Kissing Styles: Washing Machine, Lizard, Face Sucker ...

Written By Lindsay K.  and Lauren K. of Love Kudos


Tongue wrestling, sucking face, frenching, snogging, necking, pecking, playing tonsil hockey, giving someone a big smacker are all descriptions for the common behavior: kissing.

According to a popular TV commercial, the average person will spend 20,000 minutes in their lifetime kissing. Therefore, you want to make sure you are the best you can be at this common display of affection. A first kiss can determine whether or not he or she gets another date, so it is essential that you have a lot of tricks up your sleeve in the kissing domain and can be a chameleon with your kissing style.

Romantic Love has three components—romance, attachment, and sexual arousal—and kissing activates all three, says Helen Fisher, author of Why Him? Why Her? Both men and women also kiss to assess genetic compatibility. That's why kissing someone new can create sparks—or cause a budding romance to wither on the branch.   Last year, the magazine, Psychology Today, explored gender distinctions with kissing and found that men and women have different kissing styles overall.
  • Men are more likely than women to initiate wet, open-mouthed, saliva-exchanging tongue kissing—since their senses of taste and smell are less acute, they need bigger, sloppier samples to gather enough information to assess compatibility.
  • Women prefer demure, closed-mouth kisses—since their senses of taste and smell are acute, they don't need a lot to assess compatibility. 
  • Women prefer men with medium-size lips: thick enough to convey compassion and friendliness, but not so large as to appear feminine.
  • 66 percent of women and 59 percent of men have experienced a first kiss with a new person that instantly killed the attraction.
    As they say on "How to deal with a bad kisser?" on Wiki How, kissing is a very important part of a relationship and, unfortunately, the inability to deliver a passionate kiss (or worse, the ability to deliver a disgusting kiss) can be a deal breaker, no matter how great the person is otherwise. 

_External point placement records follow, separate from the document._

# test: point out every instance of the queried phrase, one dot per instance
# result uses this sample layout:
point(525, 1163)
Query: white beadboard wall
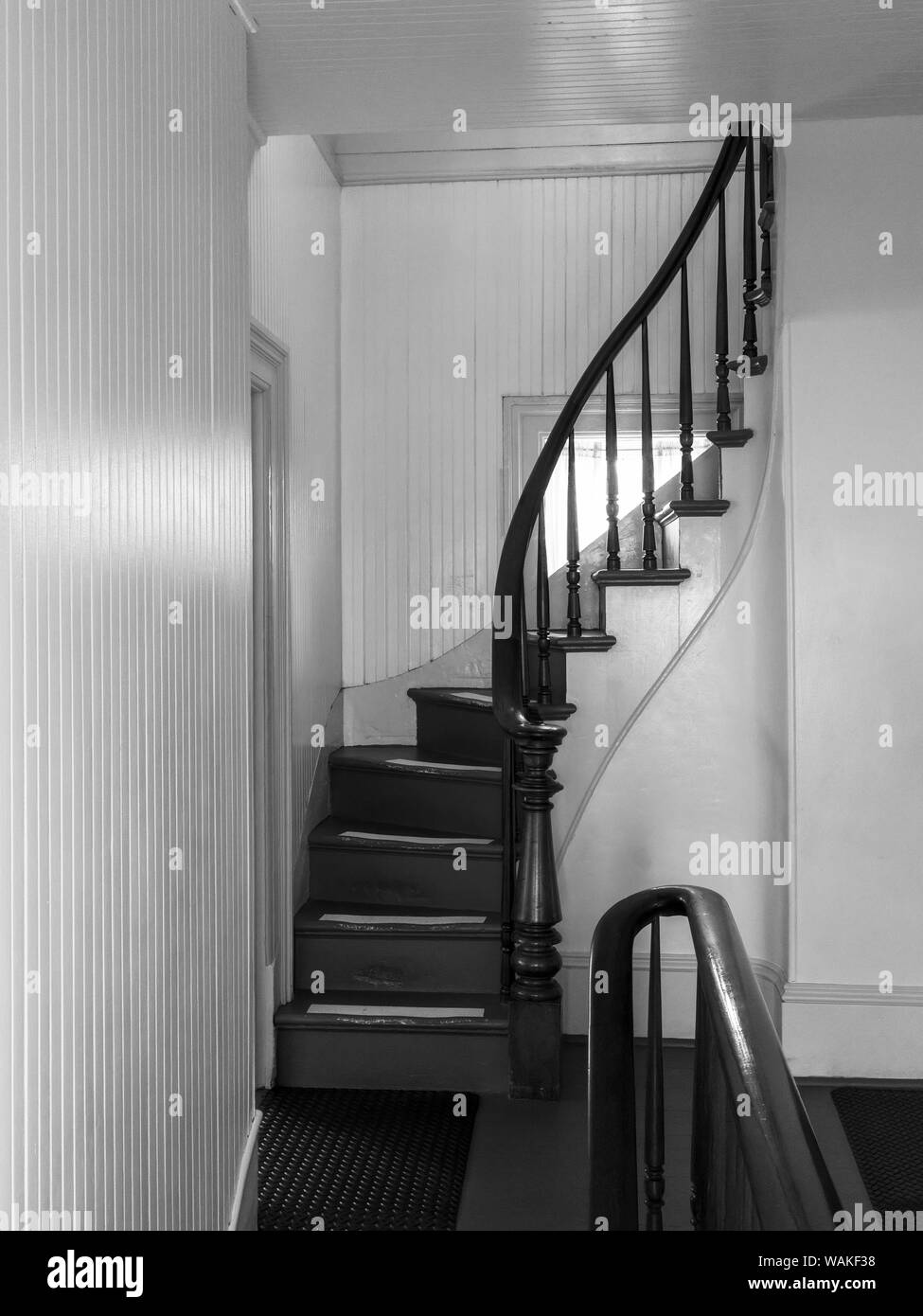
point(506, 274)
point(296, 295)
point(125, 985)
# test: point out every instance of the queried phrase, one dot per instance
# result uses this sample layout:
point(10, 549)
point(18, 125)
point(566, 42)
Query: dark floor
point(528, 1164)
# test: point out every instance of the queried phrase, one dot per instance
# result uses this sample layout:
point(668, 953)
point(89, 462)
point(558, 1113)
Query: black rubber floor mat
point(883, 1127)
point(363, 1161)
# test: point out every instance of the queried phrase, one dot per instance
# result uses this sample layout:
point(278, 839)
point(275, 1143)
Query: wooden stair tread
point(391, 1011)
point(380, 836)
point(477, 698)
point(411, 761)
point(664, 576)
point(691, 507)
point(309, 921)
point(728, 437)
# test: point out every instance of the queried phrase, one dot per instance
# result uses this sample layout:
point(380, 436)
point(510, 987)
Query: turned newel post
point(612, 553)
point(535, 994)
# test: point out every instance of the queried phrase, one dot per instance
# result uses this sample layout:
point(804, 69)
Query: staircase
point(404, 915)
point(427, 954)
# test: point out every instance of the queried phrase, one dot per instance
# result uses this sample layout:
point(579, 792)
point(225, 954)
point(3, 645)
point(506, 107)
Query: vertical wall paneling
point(125, 722)
point(506, 274)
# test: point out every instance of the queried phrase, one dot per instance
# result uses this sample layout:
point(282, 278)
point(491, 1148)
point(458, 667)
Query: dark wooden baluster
point(508, 829)
point(575, 627)
point(648, 540)
point(525, 677)
point(752, 293)
point(542, 614)
point(723, 401)
point(686, 491)
point(612, 557)
point(653, 1107)
point(767, 218)
point(701, 1116)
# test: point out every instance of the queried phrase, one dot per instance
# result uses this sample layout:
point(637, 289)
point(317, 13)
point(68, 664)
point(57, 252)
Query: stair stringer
point(382, 714)
point(697, 748)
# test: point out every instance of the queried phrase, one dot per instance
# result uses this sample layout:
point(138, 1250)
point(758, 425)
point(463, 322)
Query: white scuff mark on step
point(413, 920)
point(398, 1011)
point(417, 840)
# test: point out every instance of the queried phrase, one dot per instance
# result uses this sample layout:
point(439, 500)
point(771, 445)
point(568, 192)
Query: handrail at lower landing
point(787, 1180)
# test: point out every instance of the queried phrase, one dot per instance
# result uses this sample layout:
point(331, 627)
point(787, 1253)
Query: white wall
point(855, 324)
point(296, 296)
point(125, 982)
point(504, 273)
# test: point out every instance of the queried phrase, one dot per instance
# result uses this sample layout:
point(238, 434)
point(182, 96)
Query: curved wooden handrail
point(789, 1182)
point(507, 658)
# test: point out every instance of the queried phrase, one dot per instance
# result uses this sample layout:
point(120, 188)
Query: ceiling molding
point(366, 159)
point(364, 66)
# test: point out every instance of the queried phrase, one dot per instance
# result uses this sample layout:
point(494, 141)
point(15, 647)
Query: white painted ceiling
point(527, 66)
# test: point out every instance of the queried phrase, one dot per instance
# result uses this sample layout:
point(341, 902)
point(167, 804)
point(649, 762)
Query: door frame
point(270, 708)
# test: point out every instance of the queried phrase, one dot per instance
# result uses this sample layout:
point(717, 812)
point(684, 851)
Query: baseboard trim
point(852, 1031)
point(849, 994)
point(244, 1207)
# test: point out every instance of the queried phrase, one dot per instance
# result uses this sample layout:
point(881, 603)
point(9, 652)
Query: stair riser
point(428, 880)
point(448, 732)
point(415, 800)
point(451, 1061)
point(384, 962)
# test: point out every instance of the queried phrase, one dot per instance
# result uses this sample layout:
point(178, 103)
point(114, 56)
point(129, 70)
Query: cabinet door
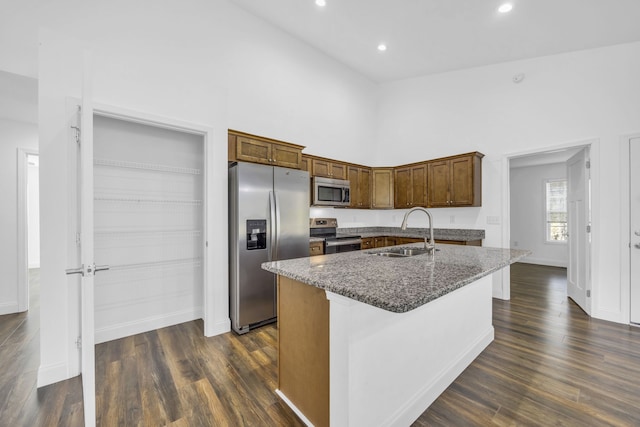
point(461, 186)
point(321, 168)
point(329, 169)
point(305, 164)
point(438, 182)
point(316, 248)
point(284, 156)
point(338, 171)
point(252, 150)
point(354, 184)
point(382, 194)
point(364, 188)
point(402, 187)
point(418, 186)
point(359, 179)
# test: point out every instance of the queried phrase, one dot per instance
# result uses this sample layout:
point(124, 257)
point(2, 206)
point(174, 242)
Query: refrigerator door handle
point(273, 248)
point(277, 226)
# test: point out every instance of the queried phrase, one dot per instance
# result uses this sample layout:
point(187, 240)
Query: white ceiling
point(433, 36)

    Before we delve into kissing style distinctions, we want to bring up some case studies when kissing chemistry was just not there.

    KISSING CASE STUDIES

     #1 Richard* and Lindsay had been dating for a few weeks and she had confided to her friends that although they were getting along on an intellectual level, the chemistry was lacking in the kissing arena. She nicknamed him the Washing Machine kisser, because he moved his tongue in her mouth in a repetitive circular pattern. However, it was Richard that beat Lindsay to the punch about it. On the 4th date he said to her, "You kiss like a like a lizard.  We have very different kissing styles."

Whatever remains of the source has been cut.